Document Management Redesign

A significant amount of work went into hardening the document system’s frontend. We addressed several reliability and architectural issues:

  • Error Visibility: Replaced all bare catch {} blocks within the Documents scope with named-variable catches and descriptive console.error logging. This ensures that failures in document deletion, restoration, or uploads are surfaced for debugging rather than silently swallowed.
  • Event Delegation: Refactored the directory browser to use a single delegated click listener attached at the module level. We removed inline onclick handlers from template literals, preventing memory leaks and duplicate listener accumulation during re-renders.
  • DOM Scoping & CSS: Scoped metadata classification queries to the #docMetaOverlay container to avoid ID collisions.

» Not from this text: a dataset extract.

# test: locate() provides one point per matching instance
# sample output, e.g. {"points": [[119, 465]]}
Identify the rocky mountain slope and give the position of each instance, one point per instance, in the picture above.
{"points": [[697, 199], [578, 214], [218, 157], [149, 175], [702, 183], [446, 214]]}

I also corrected a CSS class mismatch that was causing the classification form to use a horizontal layout instead of the intended vertical stack.
  • HTML Preview Fix: Resolved an issue where HTML previews rendered as escaped text. By switching from a template-literal srcdoc attribute to a direct DOM property assignment on the iframe, we bypass attribute parsing and allow the browser to render the raw HTML correctly.

Dependency Stability

To prevent silent breaking changes in the UI, I pinned our CDN dependencies (Lucide, Marked, and Mammoth) to specific semver versions. Previously, these were using @latest or unversioned paths, which posed a risk if the library authors published a breaking change.